Borusewicz: Romaszewski był filarem polskiej demokracji

Dodano:   /  Zmieniono: 
Bogdan Borusewicz (fot. Wprost) Źródło: Wprost
- To bardzo smutna wiadomość. Znaliśmy się od 1977 roku. Specjalizował się w pomocy represjonowanym. W stanie wojennym tworzył „Solidarność”. Był jednym z filarów opozycji w okresie PRL-u - powiedział w rozmowie z Wprost Bogdan Borusewicz, marszałek Senatu, komentując informację o śmierci Zbigniewa Romaszewskiego.
- To bardzo smutna wiadomość. Znaliśmy się od 1977 roku. Spotkaliśmy się na posiedzeniu KOR, w czasie ostrej dyskusji. Był wtedy z Zosią, małżonką, z którą tworzyli taki tandem. Zaczęli się specjalizować w KOR, który później przekształcił się w Komitet Samoobrony Społecznej KOR. Romaszewski tworzył różnego typu pomoc, przede wszystkim prawną, ale także finansową, osobom poszkodowanym przez władze. Byli to działacze opozycji, ale nie tylko. Docierali do nas różni ludzie. Zbyszek w czerwcu 1976 roku działał od Radomia do Ursusa, gdzie byli represjonowani robotnicy, którzy demonstrowali. Od tego rozpoczął działalność KOR. Później jeździł po całym kraju. Specjalizował się w pomocy represjonowanym - powiedział Borusewicz.
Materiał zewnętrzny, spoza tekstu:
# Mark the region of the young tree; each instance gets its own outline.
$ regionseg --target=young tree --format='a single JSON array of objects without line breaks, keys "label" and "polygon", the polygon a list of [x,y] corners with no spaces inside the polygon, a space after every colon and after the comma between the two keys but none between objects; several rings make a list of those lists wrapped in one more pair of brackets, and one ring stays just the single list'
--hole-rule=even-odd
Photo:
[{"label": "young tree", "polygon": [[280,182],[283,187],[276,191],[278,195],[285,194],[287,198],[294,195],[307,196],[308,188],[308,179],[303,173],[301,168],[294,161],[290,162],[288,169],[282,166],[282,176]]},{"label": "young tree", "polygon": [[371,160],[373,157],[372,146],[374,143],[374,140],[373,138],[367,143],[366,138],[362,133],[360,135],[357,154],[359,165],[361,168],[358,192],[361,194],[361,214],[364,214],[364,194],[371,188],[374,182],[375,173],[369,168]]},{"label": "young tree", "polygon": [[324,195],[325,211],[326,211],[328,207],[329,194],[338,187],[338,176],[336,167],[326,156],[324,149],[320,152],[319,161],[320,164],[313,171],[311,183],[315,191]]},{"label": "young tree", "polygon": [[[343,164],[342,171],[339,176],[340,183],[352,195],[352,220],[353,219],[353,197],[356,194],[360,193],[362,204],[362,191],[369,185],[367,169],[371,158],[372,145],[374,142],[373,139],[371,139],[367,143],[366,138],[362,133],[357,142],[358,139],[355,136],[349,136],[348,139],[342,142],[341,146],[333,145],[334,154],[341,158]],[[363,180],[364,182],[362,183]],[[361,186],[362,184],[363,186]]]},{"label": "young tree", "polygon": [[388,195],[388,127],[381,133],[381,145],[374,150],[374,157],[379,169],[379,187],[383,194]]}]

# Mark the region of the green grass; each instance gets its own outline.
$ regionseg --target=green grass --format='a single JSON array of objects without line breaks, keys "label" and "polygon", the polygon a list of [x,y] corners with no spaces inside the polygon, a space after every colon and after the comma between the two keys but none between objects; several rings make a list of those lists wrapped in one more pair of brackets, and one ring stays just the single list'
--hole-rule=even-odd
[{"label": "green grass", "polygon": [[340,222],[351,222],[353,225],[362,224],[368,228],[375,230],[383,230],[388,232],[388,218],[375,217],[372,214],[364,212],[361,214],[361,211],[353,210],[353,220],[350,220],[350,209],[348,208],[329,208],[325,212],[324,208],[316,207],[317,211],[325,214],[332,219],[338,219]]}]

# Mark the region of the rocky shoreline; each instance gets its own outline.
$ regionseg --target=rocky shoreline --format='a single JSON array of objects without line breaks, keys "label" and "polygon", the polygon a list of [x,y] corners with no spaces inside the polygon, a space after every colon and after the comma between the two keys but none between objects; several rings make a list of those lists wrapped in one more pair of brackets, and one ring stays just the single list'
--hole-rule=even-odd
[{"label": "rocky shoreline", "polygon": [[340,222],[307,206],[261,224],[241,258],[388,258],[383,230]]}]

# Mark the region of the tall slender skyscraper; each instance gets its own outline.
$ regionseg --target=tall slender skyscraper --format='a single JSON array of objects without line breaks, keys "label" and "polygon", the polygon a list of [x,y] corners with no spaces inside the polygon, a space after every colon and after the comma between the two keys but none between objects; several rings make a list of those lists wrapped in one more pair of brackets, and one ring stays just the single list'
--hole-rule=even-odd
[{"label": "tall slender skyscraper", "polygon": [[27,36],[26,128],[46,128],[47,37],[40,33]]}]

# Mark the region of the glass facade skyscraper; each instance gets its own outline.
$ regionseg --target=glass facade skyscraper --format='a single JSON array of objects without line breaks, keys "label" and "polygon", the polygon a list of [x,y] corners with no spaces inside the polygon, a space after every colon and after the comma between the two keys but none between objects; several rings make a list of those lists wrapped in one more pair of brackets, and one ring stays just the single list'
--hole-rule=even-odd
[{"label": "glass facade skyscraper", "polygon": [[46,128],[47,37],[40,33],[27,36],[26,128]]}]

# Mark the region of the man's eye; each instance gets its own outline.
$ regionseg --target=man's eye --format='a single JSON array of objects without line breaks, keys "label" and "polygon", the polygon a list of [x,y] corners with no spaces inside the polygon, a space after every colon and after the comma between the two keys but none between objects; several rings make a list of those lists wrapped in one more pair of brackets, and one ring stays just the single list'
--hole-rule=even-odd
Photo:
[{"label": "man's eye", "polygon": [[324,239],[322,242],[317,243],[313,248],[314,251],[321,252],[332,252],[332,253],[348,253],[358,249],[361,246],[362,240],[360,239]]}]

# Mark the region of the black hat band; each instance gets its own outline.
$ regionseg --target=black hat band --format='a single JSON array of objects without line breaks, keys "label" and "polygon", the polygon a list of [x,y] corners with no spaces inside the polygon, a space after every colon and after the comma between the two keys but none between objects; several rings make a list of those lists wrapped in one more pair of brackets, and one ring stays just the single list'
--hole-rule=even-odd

- Stworzył,wraz z żoną, biuro interwencji. To była odrębna instytucja KOR-u, posiadająca własnych pracowników. Była to grupa ludzi, którzy działali na rzecz pomocy, przede wszystkim, robotnikom. Zbyszek koncentrował się na tych działaniach. Stworzył instytucję, której centrala była właściwie w jego mieszkaniu. W tym miejscu nadal mieszka ich córka. W stanie wojennym tworzył „Solidarność”. Pokazał, że można tworzyć tego typu działalność w podziemiu. Został, wraz z żoną, aresztowany. Dosyć długo trzymano go w więzieniu, bo był groźny dla władzy. Był jednym z filarów opozycji. Był znaczącą osobą w podziemiu warszawskim. Był człowiekiem niezależnym. Tworzył własne grono współpracowników. Działając w tandemie z żoną Zosią, szli do przodu jak taran, nie oglądając się na nic - dodał marszałek senatu.

- Zaimponował nam w okresie opozycji, choć było to trudne, swoim wyjazdem do Moskwy i spotkaniem z Andriejem Sacharowem. To było jakieś niedopatrzenie władz PRL-u, że nie zabrali mu paszportu. Po spotkaniu opowiadał jak sprawdzał, czy nie jest śledzony, jak próbował zgubić śledzących w metrze moskiewskim. Ważna nie była tyle ta rozmowa, co sam fakt spotkania z Sacharowem. Pokazaliśmy, że chcemy współdziałania z Rosjanami, z demokratyczną Rosją. Oskarżono nas o nienawiść do Rosjan. A my walczyliśmy z systemem, ze Związkiem Radzieckim, a nie z Rosjanami, którzy walczyli o demokrację, tak jak Sacharow. To było bardzo symboliczne spotkanie, dlatego było tak ważne - podkreślił Borusewicz.

- Romaszewski był człowiekiem, który odrzucał nacjonalizm, działania poniżające inne narody. To miało miejsce nie tylko w czasach PRL-u, ale i w wolnej Polsce, gdzie był senatorem od pierwszej kadencji. Kontynuował tym samym to co robił wcześniej. Stworzył komisję praw człowieka, która zajmowała się, przede wszystkim w pierwszym okresie demokratycznego państwa, tym co było ważne w KOR. Kontynuował rozwiązywanie problemów PRL-u. Później działalność rozszerzyła się o nowe sprawy. W poprzedniej kadencji był wicemarszałkiem senatu. Muszę powiedzieć, że był człowiekiem dosyć trudnym we współpracy, nie zawsze się zgadzaliśmy. Natomiast zawsze darzyłem go ogromnym szacunkiem. W tym roku nie udało nam się spotkać. Jednak organizowałem spotkania KOR-u, na których pojawiał się Zbyszek. Ten kontakt był utrzymywany. Nieraz byliśmy bliżej, nieraz dalej. To jest tak, że on mieszkał w Warszawie, ja mieszkam w Gdańsku. Były takie okresy, kiedy bardzo blisko współpracowaliśmy. Nieraz działaliśmy na innych płaszczyznach. Pewne jest, że Romaszewski był jednym z filarów opozycji w okresie PRL-u, a później jednym z twórców demokratycznej Polski. Przez cały czas funkcjonował w polskiej polityce - podsumował marszałek Borusewicz.